60 GHz and 45 GHz wireless communications fall in the category of millimeter wave communications. A millimeter wave refers to an electromagnetic wave at a frequency of 300 GHz to 30 GHz and with a wavelength of 1 to 10 mm, and is widely applied to many fields such as communications, radar, navigation, remote sensing, and radio astronomy. As an important branch of millimeter wave communications, the 60 GHz and 45 GHz communications have the following advantages.
Large channel capacity. Bandwidth of 60 GHz and 45 GHz frequency bands is a relatively large license-free frequency band. License-free bandwidth exceeding 5 GHz enables a 60 GHz technology to have great potential in capacity and flexibility, and enables the 60 GHz technology to have a Gbit-level wireless application prospect. In addition, spectrum management allows the 60 GHz technology to have much larger transmit power than other existing wireless local area network (WLAN) and wireless personal area network communication technologies (WPAN), so that a path loss of the 60 GHz frequency band can be overcome.
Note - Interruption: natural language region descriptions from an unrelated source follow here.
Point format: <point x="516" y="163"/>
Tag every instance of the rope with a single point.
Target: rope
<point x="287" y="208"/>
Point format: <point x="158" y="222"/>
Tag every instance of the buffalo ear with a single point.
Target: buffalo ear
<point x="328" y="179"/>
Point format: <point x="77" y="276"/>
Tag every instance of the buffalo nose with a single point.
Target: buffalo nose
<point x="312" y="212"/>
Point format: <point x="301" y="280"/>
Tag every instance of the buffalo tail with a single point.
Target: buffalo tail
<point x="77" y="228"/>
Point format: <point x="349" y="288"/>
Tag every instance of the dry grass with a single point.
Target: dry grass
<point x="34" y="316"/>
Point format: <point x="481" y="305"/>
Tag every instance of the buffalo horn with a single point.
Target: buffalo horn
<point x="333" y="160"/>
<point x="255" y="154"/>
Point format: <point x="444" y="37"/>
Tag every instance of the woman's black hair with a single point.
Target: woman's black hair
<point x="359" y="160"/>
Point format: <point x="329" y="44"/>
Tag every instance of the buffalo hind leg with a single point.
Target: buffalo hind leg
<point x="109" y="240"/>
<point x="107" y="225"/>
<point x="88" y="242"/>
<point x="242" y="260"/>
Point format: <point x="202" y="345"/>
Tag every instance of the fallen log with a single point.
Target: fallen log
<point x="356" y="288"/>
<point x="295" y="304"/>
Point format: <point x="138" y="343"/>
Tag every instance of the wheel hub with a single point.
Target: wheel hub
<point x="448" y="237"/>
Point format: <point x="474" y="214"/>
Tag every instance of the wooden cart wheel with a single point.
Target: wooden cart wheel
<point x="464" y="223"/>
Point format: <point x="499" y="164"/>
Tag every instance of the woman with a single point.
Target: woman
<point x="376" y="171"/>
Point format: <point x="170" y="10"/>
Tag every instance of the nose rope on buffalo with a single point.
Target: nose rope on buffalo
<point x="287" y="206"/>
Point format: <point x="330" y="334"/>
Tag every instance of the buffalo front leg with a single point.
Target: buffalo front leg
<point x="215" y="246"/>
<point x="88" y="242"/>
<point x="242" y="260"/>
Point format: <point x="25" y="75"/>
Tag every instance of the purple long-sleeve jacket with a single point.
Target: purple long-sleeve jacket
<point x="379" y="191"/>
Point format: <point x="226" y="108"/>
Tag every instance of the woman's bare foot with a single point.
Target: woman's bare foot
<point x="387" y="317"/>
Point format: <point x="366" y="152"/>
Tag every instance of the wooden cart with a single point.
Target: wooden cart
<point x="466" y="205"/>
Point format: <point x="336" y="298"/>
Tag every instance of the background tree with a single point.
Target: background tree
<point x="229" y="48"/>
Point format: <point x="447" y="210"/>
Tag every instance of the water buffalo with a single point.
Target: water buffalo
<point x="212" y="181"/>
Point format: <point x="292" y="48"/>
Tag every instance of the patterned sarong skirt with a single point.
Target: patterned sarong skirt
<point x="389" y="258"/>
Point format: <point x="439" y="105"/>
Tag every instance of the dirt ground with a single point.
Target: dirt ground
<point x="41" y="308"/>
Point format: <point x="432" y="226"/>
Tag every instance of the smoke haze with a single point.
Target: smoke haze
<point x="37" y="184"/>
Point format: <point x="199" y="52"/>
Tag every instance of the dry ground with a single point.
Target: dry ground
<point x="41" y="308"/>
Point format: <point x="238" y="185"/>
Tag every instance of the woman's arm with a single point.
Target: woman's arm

Good directivity, and strong security and confidentiality. Under a same antenna size, the millimeter wave has a much narrower beam than a microwave. Therefore, 60 GHz and 45 GHz radio waves have good directivity, and fit well for point-to-point short range communications.
Good international adaptability. Countries such as European countries, the United States, and Japan specify in succession continuous license-free spectrum resources within a range of 57 GHz to 66 GHz. Spectra of the countries are allocated to bandwidth nearby 60 GHz, where there is a common frequency of about 5 GHz. Therefore, 60 GHz wireless communications products have good international adaptability.
60 GHz and 45 GHz wireless communications technologies can provide transmission at a multi-gigabit rate to support high-definition video transmission, fast synchronization, a wireless USB, and a high-speed wireless local area network.
A wireless local area network may be a basic service set (BSS) including a wireless access device, or may be a BSS including no wireless access device (un-infrastructure BSS). The wireless local area network generally includes a network controller and a station. The network controller provides, by using a directional multi-gigabit beacon frame (DMG Beacon) or an announcement frame, a station with a channel access period allocation service, such as a service period (SP) and a contention-based access period (CBAP). Different from a conventional 802.11 Beacon frame, the DMG Beacon frame is dedicated to BSSs at the 60 GHz and 45 GHz frequency bands, and has functions such as network synchronization, beamforming training, and SP and CBAP allocation. In the BSS, time is generally divided into time intervals with a beacon interval (BI) as a period, where each BI includes some channel access periods. Referring to FIG. 1, which is a schematic diagram of access periods within a BI, a beacon transmission interval (BTI) is a transmission interval of a DMG Beacon directional multi-gigabit beacon frame. Association beamforming training (A-BET) is a beamforming training period when association is performed between the network controller and a newly accessed station. An announcement transmission interval (ATI) is a request/answer-based round-robin management access period between the network controller and the station. A data transfer interval (DTI) is a data sending period, where the DTI is divided into any combination of CBAP and SP time periods by means of scheduling by the network controller, the CBAP is a contention-based access period, and the SP is a dedicated service period.
When allocating the SP and the CBAP within the DTI, the network controller needs to perform scheduling to avoid interference. Because a beamforming-based directional transmission technology is used, 802.11ad allows overlapping between different SPs allocated to different stations within a BSS. An overlapped SP can improve spatial sharing and multiplexing within the BSS. However, when a reserved SP overlaps with another SP, the reserved SP may be interfered by an adjacent BSS or a current BSS. Interference can be avoided by establishing a guard period for an SP.
However, in the prior art, it is required that a station of an SP needs to establish a guard period only in a case in which a network controller joins a centralized cluster. If the network controller does not join a centralized cluster, the station of the SP itself determines whether to establish a guard period for the SP, but the station of the SP cannot effectively determine when the guard period should be established. As a result, protection overheads increase due to blind establishment of guard periods, and interference is caused when no guard period is established due to missing scheduling information of an adjacent BSS.